The combined and noncombined area comparison of the floating-point multiplier for the three algorithms is obtained in Figure 13, the total power consumption comparison in Figure 14, and the peak power comparison in Figure 15.

From the above tables, we can see that after the modification of the algorithm in the noncombination of the area is greatly reduced, although the combination of logic part compared to the most just fmpy algorithm way to increase, but adding combinatorial logic modules to the fixed-point modules will definitely create excess losses. The area of the floating-point algorithm is still much smaller than that of the fmpy algorithm of the shift-hosting method and the normal algorithm of simply adding the booth and Wallace modules. The total power of the modular algorithm of simply adding booth and Wallace is much lower than the original shift-hosting fmpy algorithm in the power analysis, with a reduction of 45.95%, while the optimized boothwallace algorithm module total power algorithm compared to the shift-hosting fmpy algorithm reduction of 58.69%, proving that optimizing Wallace will get very significant power savings, and on top of that adding a symbolic bit expansion module there is a not insignificant secondary improvement. In the peak power measurement, in various temperature process angles, the peak power reduction of the normal algorithm with the simple addition of the booth and Wallace modules and the optimized boothwallace algorithm compared to the original shifted hosting fmpy algorithm are 3.79% and 7.97%, respectively, showing that the optimized algorithm also has a very significant improvement in peak power, which can make it a more generous choice in terms of power supply. At this point, the design fully meets the usage requirements.

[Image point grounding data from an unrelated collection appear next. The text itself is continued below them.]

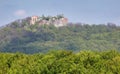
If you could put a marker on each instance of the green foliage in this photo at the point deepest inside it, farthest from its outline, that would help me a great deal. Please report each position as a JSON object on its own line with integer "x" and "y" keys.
{"x": 22, "y": 37}
{"x": 61, "y": 62}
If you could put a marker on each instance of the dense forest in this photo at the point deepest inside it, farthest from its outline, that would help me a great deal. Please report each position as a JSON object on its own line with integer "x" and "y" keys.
{"x": 22, "y": 37}
{"x": 61, "y": 62}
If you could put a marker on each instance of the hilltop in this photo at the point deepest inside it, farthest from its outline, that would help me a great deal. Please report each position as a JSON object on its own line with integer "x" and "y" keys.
{"x": 33, "y": 35}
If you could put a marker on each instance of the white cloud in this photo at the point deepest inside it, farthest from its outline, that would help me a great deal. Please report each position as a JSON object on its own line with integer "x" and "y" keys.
{"x": 20, "y": 13}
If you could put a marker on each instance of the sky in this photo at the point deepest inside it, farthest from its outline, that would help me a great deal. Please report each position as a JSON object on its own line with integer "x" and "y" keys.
{"x": 77, "y": 11}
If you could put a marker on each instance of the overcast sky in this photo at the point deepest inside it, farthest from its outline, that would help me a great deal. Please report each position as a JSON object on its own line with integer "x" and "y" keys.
{"x": 85, "y": 11}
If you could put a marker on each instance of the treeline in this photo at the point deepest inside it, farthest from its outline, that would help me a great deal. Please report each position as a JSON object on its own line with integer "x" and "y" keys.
{"x": 61, "y": 62}
{"x": 22, "y": 37}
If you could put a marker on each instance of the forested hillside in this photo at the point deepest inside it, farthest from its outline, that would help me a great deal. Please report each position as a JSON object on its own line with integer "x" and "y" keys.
{"x": 61, "y": 62}
{"x": 22, "y": 37}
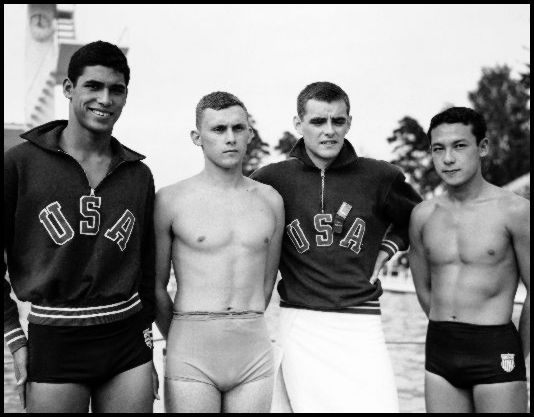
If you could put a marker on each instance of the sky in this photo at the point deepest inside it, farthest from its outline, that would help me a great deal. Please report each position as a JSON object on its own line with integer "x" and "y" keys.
{"x": 392, "y": 60}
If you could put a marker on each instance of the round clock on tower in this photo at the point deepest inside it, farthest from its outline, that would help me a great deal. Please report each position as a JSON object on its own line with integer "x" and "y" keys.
{"x": 41, "y": 26}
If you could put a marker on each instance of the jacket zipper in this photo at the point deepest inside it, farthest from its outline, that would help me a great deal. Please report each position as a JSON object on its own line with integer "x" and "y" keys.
{"x": 85, "y": 173}
{"x": 322, "y": 190}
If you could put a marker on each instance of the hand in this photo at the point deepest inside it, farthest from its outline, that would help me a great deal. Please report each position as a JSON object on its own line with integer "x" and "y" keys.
{"x": 381, "y": 260}
{"x": 155, "y": 382}
{"x": 20, "y": 359}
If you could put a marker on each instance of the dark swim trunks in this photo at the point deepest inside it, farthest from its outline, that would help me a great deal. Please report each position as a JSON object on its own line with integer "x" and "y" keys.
{"x": 469, "y": 354}
{"x": 87, "y": 355}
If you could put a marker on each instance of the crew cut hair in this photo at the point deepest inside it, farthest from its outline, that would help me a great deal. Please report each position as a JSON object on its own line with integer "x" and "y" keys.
{"x": 217, "y": 100}
{"x": 321, "y": 91}
{"x": 463, "y": 115}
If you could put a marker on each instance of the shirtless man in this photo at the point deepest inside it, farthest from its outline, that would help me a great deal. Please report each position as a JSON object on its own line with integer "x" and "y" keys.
{"x": 223, "y": 232}
{"x": 469, "y": 248}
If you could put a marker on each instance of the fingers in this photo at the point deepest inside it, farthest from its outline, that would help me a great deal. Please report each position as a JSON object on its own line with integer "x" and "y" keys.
{"x": 155, "y": 384}
{"x": 21, "y": 389}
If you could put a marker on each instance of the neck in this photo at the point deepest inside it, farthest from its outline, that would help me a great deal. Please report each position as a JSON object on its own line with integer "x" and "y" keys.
{"x": 224, "y": 178}
{"x": 318, "y": 162}
{"x": 77, "y": 140}
{"x": 468, "y": 191}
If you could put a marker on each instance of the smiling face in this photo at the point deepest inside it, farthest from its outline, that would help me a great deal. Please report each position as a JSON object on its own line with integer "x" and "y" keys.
{"x": 224, "y": 136}
{"x": 455, "y": 153}
{"x": 323, "y": 127}
{"x": 97, "y": 98}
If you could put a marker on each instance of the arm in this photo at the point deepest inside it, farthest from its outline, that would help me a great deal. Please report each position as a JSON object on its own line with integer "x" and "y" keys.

The final result comes down to the resulting integrated netlist picture and cell diagram in Figure 16.

4. Conclusion

At this point in the paper, the single-precision floating-point multiplication algorithm has been logically designed and ultimately power-optimized through a series of rigorous verification and simulation processes. From source code writing, modification, verification on various platforms, synthesis, simulation, to the final experimental data, a comparative analysis of the experimental and control groups on multiple databases is performed. By using the symbolic bit expansion method to predict the partial product caused by the booth-4 code by rounding, the area of the resulting partial product tree is reduced. Then, the corresponding add operation and storage area are reduced in the covering structure of the Wallace tree, achieving the requirement of reducing the area and reducing power consumption. At this point, the algorithm design meets the expected requirements.

Data Availability

All data included in this study are available upon request to the corresponding author.

Conflicts of Interest

The authors declare that they have no conflicts of interest regarding the publication of this study.

Authors’ Contributions

N. B., H. L., J. L., and S. Y. designed the method and wrote the paper. N. B. and Y. X. performed the experiments and analyzed the data. All authors have read and agreed to the published version of the manuscript.

Acknowledgments

This research was funded by the National Natural Science Foundation of China (no. 61204039) and the Key Laboratory of Computational Intelligence and Signal Processing, Ministry of Education (no. 2020A012).